Esta é uma pergunta frequente para aquelas pessoas diagnosticadas com ceratocone, inclusive de seus familiares que solidários ao ente querido buscam as vezes de maneira incansável maiores informações sobre esta patologia. É comum nas consultas com o oftalmologista pacientes irem acompanhados de um ou mais familiares (as vezes quase a família inteira) dada a importância fundamental que a visão tem na qualidade de vida destas pessoas. O impacto negativo que uma visão baixa causa nelas, dificultando o estudo, o trabalho, as relações sociais e as vezes até mesmo colocando o paciente em situações de risco.

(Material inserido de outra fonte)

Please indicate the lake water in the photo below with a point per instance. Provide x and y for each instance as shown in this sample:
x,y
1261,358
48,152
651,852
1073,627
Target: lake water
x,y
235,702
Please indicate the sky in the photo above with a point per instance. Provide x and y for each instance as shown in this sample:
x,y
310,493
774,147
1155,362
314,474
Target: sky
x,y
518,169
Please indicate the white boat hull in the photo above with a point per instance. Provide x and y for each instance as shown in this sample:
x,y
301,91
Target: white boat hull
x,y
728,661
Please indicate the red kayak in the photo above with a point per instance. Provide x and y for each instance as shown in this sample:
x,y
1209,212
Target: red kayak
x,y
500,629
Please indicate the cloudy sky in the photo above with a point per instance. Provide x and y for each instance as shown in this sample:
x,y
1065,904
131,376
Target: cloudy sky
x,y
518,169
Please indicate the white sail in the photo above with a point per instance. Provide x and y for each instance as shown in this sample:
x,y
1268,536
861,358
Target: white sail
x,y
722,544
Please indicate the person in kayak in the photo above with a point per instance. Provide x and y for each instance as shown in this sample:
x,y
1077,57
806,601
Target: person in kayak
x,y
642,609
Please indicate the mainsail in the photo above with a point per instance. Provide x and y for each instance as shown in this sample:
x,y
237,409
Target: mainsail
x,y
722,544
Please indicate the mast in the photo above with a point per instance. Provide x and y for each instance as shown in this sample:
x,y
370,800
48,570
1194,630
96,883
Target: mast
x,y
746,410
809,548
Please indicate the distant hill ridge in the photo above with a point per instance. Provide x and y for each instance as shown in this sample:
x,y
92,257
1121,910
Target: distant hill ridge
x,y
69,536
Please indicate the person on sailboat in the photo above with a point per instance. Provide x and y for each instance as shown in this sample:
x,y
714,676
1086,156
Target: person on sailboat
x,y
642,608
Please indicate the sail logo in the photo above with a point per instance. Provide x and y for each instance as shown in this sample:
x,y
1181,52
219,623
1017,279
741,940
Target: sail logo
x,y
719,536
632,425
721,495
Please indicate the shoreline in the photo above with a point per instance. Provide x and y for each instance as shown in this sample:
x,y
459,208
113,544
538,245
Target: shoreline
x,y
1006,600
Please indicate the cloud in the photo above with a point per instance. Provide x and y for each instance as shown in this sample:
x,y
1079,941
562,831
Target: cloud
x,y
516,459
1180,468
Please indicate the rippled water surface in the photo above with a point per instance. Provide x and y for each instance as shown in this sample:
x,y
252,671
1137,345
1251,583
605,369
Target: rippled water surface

Fig. 1: Ex. de mapa topográfico de ceratocone. |
Esta situação acima ocorre após o paciente ter recebido o diagnóstico e somente terá alteração neste quadro quando o paciente tiver uma perspectiva de tratamento, uma esperança que sempre é dividida e anciosamente esperada pela família, sempre solidária. Em alguns casos estes pacientes terão de procurar diversos especialistas pois como atualmente a oftalmologia divide-se em uma enorme gama de subespecialidades muitas vezes um profissional, pode ser um excelente médico oftalmologista, mas sua subespecialidade é por exemplo, catarata, glaucoma, cirurgia refrativa, vias lacrimais, etc. Normalmente este médico irá indicar um conhecido que tem na sua prática o tratamento do ceratocone, seja por meios invasivos (cirúrgicos) ou por reabilitação visual com o uso de lentes especiais.
A resposta
A pergunta do título acima é fácil, direta e sugere uma resposta no mesmo estilo, direta e definitiva, entretanto esta resposta não é fácil, não é direta e é de fato de importante complexidade. Em primeiro lugar o paciente precisa ser examinado, fazer exames como topografia e/ou tomografia de córnea tem importante valor na interpretação do caso, consiste também em verificar a acuidade visual do paciente com correção e sem correção, primeiro se tenta os óculos que nestes caso são geralmente difíceis de obter um bom resultado e para isso é necessário um tempoo maior de exame e tentativas de obter uma refração clínica com precisão, geralmente com eixos de astigmatismo oblíquos e elevados. Alguns pacientes serão beneficiados com esta tentativa e a recomendação pelo protocolo de tratamento do ceratocone é de observar o paciente de seis em seis meses ou uma vez ao ano pelo menos para saber se está havendo evolução do caso ou não. Uma recomendação básica que está presente em praticamente todos os estudos do ceratocone publicados é a de não coçar os olhos pois o ato de coçar os olhos está associado diretamente a progressão do ceratocone. Neste caso o médico deve investigar a origem e como se apresenta o quadro de coceira ocular e determinar o tratamento para aliviar o sintoma.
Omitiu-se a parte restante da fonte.